Milli Uzay Programı oluşturmaya yönelik programı biçimlendirmek için Gebze’de çalıştay düzenlendi. İki gün süren çalıştayın kapanış oturumunda konuşan Sanayi ve Teknoloji Bakanı Mustafa Varank, “Uzay ajansıyla nihai hedefimiz; havacılık ve uzay teknolojilerinde sonuç odaklı stratejiler uygulayıp Türkiye’yi bu alanda dünyada lider ülkeler arasına taşımaktır.” dedi.
Bu hedefin çok iyi tanımlanmış bir yol haritasıyla mümkün olduğunu ifade eden Bakan Varank, “Sizlerin de katkılarıyla biçimlenecek Milli Uzay Programı bu işin çıkış noktası olacak.” diye konuştu.
Türkiye Uzay Ajansı Milli Uzay Programı Çalıştayının kapanış oturumuna Bakan Varank’ın yanı sıra Bakan Yardımcısı Mehmet Fatih Kacır, TÜBİTAK Başkanı Prof. Dr. Hasan Mandal, Cumhurbaşkanlığı Dijital Dönüşüm Ofisi Başkanı Ali Taha Koç katıldı.
Çalıştayda Varank, bir çağrıda bulunarak, “Milli Uzay Ajansımızın logosunu tüm Türkiye’nin katkısıyla tasarlamak istiyoruz.
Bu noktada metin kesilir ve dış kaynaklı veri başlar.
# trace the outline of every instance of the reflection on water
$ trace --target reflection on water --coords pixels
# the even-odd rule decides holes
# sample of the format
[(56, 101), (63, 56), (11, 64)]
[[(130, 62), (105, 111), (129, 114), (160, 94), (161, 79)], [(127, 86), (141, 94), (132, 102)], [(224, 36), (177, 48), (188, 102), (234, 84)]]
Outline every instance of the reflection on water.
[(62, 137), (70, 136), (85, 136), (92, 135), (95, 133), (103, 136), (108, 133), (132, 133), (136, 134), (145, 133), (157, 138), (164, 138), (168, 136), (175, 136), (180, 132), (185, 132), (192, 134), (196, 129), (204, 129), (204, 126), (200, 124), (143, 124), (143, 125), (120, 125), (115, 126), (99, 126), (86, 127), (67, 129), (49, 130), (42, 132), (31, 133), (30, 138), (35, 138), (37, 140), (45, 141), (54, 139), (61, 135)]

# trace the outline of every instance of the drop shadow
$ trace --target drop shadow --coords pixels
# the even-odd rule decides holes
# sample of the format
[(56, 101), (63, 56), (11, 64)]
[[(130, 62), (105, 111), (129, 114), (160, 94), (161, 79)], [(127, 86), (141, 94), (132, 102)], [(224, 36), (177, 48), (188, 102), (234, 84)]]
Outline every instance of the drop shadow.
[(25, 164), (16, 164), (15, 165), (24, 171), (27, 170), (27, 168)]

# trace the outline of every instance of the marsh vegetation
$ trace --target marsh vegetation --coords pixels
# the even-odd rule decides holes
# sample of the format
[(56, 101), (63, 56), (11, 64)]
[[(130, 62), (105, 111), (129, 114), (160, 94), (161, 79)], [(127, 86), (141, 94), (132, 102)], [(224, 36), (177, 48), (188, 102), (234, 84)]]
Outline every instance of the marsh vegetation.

Bu alanda da sizlerden katkılarınızı bekliyoruz.” dedi ve bir ilke şahitlik ettiklerini söyledi. Türkiye Uzay Ajansı kurulması konusunun 20 yıldır konuşulan bir husus olduğunu kaydeden Varank, “Bayrağında ay yıldız olan bir ülke için aslında ne kadar geç kalınmış değil mi?” diye sordu.
Milli çıkarları uzayda da koruyacak bir yapı için ilk somut adım geçen ay atılmış ve Cumhurbaşkanlığı Kararnamesi ile Türkiye Uzay Ajansı kurulmuştu. Ajansın, uzay ve havacılık konusunda izleyeceği yol haritasını belirleyecek Milli Uzay Programı için çalıştay düzenlendi.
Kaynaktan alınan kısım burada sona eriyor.